When #, the selection signal 5ae is output from the AND circuit 3C to select the phase control circuits 4b, 4al, and 4c, and the output signal is used to control the phase of the power converter 2, resulting in the following effects. be able to. (a) By selecting the optimal phase control circuit for each power supply switch,
This can be achieved without stopping the operation of the equipment.

(b) The control circuit phase can always be synchronized with the main circuit phase even if a sudden transient phase change occurs when switching the power supply.

(c) Since the phases of the main circuit and control circuit are always synchronized, the main circuit and! Arc loss and commutation failure caused by a phase shift in the control circuit can be prevented even when switching the power supply.

[Effects of the Invention] As described above, according to the present invention, the main circuit phase and the phase of the 1# control circuit are instantaneously synchronized at the same time as the main circuit power supply is switched, and the power converter is able to avoid sudden phase changes that occur when the power supply is switched. It is possible to provide a highly reliable phase control device for a power converter that can suppress abnormal operation of the power converter and its influence on load-side equipment.

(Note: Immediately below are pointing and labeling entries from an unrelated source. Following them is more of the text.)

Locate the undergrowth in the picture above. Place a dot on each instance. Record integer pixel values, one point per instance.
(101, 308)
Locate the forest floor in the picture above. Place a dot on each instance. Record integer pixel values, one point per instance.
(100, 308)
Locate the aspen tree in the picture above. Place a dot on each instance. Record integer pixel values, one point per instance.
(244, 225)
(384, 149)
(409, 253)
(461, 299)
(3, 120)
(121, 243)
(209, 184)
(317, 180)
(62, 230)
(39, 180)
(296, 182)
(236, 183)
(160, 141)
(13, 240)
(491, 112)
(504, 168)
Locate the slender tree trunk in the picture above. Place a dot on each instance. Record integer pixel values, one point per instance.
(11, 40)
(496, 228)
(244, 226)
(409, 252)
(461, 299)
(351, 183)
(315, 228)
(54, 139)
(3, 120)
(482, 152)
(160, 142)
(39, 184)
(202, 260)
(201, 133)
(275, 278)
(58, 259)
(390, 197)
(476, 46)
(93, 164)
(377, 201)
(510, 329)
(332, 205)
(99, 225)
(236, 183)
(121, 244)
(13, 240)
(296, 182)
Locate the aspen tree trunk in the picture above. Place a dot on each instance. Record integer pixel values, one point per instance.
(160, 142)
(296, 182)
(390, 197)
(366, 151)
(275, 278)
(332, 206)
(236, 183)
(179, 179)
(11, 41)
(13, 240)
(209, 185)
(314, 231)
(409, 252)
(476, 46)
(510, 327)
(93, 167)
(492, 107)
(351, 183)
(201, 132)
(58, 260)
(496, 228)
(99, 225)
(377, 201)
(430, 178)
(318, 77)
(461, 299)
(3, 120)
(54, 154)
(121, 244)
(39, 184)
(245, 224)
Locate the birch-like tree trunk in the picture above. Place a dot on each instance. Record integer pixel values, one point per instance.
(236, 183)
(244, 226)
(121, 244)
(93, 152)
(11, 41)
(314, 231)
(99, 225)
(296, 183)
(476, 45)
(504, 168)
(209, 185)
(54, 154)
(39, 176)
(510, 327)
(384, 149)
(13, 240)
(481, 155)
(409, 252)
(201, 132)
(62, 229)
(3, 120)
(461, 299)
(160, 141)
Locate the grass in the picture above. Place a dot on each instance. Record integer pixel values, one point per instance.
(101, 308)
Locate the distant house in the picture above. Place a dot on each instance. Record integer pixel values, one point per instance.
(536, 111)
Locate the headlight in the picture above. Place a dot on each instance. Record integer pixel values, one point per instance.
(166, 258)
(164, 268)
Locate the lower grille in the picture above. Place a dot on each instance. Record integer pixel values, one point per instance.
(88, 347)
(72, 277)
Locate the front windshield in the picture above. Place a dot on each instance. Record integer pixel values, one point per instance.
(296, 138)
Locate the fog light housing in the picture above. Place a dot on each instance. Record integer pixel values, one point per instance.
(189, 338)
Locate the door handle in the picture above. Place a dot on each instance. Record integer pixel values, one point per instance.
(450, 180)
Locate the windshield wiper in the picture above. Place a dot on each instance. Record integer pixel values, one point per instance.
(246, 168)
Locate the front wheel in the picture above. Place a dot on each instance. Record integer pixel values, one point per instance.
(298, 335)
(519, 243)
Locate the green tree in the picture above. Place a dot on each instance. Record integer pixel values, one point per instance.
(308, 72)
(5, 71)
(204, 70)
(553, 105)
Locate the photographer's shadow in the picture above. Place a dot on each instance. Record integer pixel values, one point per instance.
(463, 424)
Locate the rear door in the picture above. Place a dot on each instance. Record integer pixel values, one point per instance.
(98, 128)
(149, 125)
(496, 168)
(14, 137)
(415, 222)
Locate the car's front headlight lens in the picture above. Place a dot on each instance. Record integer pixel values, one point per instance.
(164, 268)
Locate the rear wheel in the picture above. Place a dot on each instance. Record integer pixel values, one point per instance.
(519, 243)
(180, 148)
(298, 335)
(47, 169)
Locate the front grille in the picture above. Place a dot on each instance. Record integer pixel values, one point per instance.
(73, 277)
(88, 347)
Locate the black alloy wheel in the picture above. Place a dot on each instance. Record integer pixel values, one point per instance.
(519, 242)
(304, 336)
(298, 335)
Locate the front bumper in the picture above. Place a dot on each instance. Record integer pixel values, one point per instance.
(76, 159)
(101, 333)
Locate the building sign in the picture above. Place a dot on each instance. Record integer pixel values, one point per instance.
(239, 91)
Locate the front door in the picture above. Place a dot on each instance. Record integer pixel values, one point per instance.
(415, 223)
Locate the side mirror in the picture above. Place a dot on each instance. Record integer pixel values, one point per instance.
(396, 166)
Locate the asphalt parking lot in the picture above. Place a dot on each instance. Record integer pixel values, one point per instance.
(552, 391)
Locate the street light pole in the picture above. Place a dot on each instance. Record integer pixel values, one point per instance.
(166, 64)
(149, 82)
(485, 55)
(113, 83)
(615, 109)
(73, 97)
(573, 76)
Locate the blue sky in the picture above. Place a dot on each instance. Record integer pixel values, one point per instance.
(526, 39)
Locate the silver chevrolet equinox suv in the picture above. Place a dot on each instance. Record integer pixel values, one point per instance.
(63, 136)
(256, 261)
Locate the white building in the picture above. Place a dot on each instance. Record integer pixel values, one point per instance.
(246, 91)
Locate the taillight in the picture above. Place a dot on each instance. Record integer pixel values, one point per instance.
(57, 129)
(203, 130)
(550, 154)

[Brief explanation of drawings]

FIG. 1 is a circuit configuration diagram showing an embodiment of a phase control device for a power converter according to the present invention, FIG. 2 is a configuration diagram of a selection circuit in the same embodiment, and FIG. 3 is a conventional phase control diagram for a power converter. FIG. 4 is a circuit diagram showing the internal structure of the power converter, and FIG. 5 is a block diagram showing the internal structure of the phase control circuit. DESCRIPTION OF SYMBOLS 1... Breaker, 2... Power converter, 3... Selection circuit, 4a-4c... Phase control circuit, 5a-5c...
・Contact, 6... Transformer, 7... Breaker, 8, 9.
...Electric motor, 10, '20...1st. 2nd power supply system, 11, 21° 23... transformer, 12.22... secondary side breaker, 60... power supply bus.

Claims (1)

[Claims] A phase-controllable power conversion system that is connected to multiple power supply systems via circuit breakers and is connected to a load that can regenerate energy, converting the power supplied from the power supply bus into predetermined power and supplying it to the load. In the phase control device for the power supply system, a first voltage detection means for detecting the voltage phase of each of the power supply systems, a second voltage detection means for detecting the voltage phase of the power supply bus, and a first voltage detection means for detecting the voltage phase of the power supply bus, each of which corresponds to each of the power supply systems. a first phase control means, which is provided respectively in the first phase control means, into which a voltage phase detection signal of each power supply system detected by the first voltage detection means is input; and the power supply bus line, which is detected by the second voltage detection means. a second phase control means into which a voltage phase detection signal is input; and a first phase control means into which opening/closing information of the circuit breaker on each power supply system side is input, and which corresponds to the power supply system normally supplied through the power supply bus. a selection means for selecting a control means, selecting the second phase control means at the time of switching the power supply system, and supplying the phase control signal to the power converter; Control device.